Economists had actually expected the revision to go higher, not lower. Instead, the number collapsed, dragged down by the 43-day government shutdown that hammered federal spending. Government investment plunged at a 16.7% rate, slicing 1.16 percentage points off GDP by itself. Consumer spending cooled to 2% from 3.5%. Business investment decelerated. For the full year, GDP came in at 2.1% — solid but clearly losing altitude.
Here’s the part that should keep you up at night: the labor market is in a quiet free fall. Employers cut 92,000 jobs last month.
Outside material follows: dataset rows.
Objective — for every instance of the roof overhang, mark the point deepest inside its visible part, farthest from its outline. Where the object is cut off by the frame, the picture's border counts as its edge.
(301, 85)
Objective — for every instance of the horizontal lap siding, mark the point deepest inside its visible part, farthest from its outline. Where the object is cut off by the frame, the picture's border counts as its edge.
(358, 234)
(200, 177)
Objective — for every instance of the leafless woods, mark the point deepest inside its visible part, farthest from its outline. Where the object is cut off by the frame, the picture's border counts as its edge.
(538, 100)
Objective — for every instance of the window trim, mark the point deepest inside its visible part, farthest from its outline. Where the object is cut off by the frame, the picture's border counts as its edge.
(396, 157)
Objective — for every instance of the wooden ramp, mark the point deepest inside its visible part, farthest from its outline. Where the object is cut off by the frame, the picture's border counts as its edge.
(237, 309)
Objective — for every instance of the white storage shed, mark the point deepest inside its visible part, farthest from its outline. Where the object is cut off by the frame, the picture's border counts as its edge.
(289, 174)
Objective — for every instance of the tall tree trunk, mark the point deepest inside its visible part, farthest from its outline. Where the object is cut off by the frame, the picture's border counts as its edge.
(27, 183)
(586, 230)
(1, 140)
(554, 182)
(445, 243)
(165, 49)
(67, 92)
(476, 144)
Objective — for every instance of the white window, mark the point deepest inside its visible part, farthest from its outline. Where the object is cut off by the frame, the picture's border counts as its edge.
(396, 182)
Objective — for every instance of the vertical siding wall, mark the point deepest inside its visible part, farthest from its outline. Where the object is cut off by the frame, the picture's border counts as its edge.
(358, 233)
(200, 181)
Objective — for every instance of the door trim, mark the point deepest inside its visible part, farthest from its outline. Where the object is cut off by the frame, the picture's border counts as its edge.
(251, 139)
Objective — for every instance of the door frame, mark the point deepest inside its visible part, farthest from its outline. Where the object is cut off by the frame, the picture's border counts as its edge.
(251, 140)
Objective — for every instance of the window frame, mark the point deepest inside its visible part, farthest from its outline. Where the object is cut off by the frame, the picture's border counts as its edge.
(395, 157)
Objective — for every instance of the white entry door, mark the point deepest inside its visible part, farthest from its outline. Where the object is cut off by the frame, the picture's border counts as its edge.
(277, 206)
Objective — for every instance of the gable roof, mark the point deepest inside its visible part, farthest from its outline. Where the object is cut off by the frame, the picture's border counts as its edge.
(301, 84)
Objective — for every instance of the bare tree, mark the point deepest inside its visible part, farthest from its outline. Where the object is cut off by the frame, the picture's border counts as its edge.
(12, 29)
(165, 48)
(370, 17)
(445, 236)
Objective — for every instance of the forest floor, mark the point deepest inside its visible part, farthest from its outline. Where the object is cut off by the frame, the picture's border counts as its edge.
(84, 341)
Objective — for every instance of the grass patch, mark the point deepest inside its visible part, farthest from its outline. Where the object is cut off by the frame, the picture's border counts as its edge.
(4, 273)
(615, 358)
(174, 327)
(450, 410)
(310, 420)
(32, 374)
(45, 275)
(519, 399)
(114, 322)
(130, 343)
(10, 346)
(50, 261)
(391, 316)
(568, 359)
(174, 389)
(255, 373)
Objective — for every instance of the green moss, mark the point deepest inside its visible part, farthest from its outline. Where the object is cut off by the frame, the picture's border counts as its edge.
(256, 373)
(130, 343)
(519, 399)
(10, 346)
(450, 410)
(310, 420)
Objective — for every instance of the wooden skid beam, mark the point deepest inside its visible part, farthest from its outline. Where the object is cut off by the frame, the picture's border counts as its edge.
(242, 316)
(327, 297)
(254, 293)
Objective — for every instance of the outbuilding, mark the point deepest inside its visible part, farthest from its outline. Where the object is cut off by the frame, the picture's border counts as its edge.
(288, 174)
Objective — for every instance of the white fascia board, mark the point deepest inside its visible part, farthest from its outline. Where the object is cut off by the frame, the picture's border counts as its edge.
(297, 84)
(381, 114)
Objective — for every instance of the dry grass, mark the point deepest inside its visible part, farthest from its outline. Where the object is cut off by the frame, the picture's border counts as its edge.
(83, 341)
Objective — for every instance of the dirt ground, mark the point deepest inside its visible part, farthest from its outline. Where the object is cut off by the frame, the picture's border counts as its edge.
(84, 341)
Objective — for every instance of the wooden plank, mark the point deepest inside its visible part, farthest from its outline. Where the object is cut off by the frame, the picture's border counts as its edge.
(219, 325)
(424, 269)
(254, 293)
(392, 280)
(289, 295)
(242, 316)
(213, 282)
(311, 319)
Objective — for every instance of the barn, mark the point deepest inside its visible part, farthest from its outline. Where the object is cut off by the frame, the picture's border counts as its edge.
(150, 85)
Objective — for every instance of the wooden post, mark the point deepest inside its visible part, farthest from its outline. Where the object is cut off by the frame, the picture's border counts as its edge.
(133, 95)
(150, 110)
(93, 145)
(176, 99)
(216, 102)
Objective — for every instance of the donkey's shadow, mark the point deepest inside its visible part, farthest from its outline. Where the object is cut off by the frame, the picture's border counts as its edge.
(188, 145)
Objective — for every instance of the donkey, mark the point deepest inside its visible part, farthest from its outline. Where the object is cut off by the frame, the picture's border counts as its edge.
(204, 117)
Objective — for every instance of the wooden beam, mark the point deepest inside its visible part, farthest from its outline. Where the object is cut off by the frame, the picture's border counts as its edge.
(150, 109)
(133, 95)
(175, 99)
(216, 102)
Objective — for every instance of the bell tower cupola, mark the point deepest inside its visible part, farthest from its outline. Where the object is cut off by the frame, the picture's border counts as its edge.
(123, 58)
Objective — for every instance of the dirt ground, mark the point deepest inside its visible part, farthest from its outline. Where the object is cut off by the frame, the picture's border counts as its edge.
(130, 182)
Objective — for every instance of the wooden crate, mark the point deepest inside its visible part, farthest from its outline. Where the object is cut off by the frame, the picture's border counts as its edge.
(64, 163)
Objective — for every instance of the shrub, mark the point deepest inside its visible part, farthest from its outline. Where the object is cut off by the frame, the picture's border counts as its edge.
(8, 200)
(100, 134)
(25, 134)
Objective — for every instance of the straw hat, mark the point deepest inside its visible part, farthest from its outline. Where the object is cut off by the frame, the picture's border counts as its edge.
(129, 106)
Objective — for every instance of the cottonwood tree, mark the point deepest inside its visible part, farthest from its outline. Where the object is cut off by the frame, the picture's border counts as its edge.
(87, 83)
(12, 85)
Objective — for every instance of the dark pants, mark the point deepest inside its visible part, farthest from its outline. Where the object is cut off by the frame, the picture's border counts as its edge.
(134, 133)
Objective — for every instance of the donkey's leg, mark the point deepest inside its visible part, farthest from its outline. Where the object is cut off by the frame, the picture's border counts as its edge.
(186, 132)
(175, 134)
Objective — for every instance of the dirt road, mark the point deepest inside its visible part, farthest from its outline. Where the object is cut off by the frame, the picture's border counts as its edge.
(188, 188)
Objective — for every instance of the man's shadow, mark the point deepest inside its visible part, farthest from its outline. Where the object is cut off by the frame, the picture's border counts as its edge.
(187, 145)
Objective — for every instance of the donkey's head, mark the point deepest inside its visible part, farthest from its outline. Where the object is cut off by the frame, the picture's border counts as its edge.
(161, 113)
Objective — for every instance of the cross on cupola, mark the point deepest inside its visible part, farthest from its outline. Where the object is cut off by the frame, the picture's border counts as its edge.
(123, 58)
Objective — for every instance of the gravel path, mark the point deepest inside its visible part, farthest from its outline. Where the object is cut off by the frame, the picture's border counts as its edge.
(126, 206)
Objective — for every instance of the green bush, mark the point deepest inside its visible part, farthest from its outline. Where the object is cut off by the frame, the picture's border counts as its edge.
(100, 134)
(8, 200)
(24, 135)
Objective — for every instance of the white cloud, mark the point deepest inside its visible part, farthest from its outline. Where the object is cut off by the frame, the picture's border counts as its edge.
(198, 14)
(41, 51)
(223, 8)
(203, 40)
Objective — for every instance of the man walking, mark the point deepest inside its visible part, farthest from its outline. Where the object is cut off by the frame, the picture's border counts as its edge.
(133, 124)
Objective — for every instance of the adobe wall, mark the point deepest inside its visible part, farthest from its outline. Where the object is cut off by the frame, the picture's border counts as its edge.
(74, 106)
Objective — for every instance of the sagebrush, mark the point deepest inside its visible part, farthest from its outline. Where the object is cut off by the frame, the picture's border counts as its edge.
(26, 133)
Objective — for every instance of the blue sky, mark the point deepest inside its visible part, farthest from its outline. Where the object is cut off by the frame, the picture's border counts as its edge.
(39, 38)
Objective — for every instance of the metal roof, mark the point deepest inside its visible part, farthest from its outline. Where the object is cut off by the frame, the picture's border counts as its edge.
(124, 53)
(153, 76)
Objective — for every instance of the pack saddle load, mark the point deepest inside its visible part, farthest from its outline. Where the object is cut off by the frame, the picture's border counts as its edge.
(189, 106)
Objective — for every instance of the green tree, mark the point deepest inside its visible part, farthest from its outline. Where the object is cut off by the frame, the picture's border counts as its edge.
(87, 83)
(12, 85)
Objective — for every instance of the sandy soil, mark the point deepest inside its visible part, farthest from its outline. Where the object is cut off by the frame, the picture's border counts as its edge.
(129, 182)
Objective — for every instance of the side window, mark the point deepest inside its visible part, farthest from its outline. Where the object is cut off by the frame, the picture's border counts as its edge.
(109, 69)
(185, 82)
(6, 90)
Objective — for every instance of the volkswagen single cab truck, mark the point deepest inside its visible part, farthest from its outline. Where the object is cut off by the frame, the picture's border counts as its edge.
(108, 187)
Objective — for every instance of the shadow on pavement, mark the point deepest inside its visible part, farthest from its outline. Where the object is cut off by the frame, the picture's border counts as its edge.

In all of 2025, the economy added fewer than 10,000 jobs per month on average — the weakest pace outside a recession since 2002. That’s not a soft landing. That’s a stall.
And now layer on the Iran conflict driving energy prices through the roof, tariff uncertainty that refuses to die, and a Fed that’s stuck between cutting into inflation or watching the economy crack. The pincer is tightening.
The big question economists are wrestling with is genuinely fascinating: can AI and automation let the economy grow without creating jobs? If the answer is yes, GDP stays resilient but the labor market stays ugly — a nightmare scenario for consumer-driven sectors. If the answer is no, then GDP is about to catch down to what the jobs data has been screaming for months.
Either way, the “soft landing” narrative just took a body blow. The final Q4 estimate arrives April 9, and if it revises lower again, the R-word is going to dominate every financial headline in America. Friday’s PCE inflation data could make things even more interesting — because if prices are still sticky while growth is crumbling, the Fed has no good options left.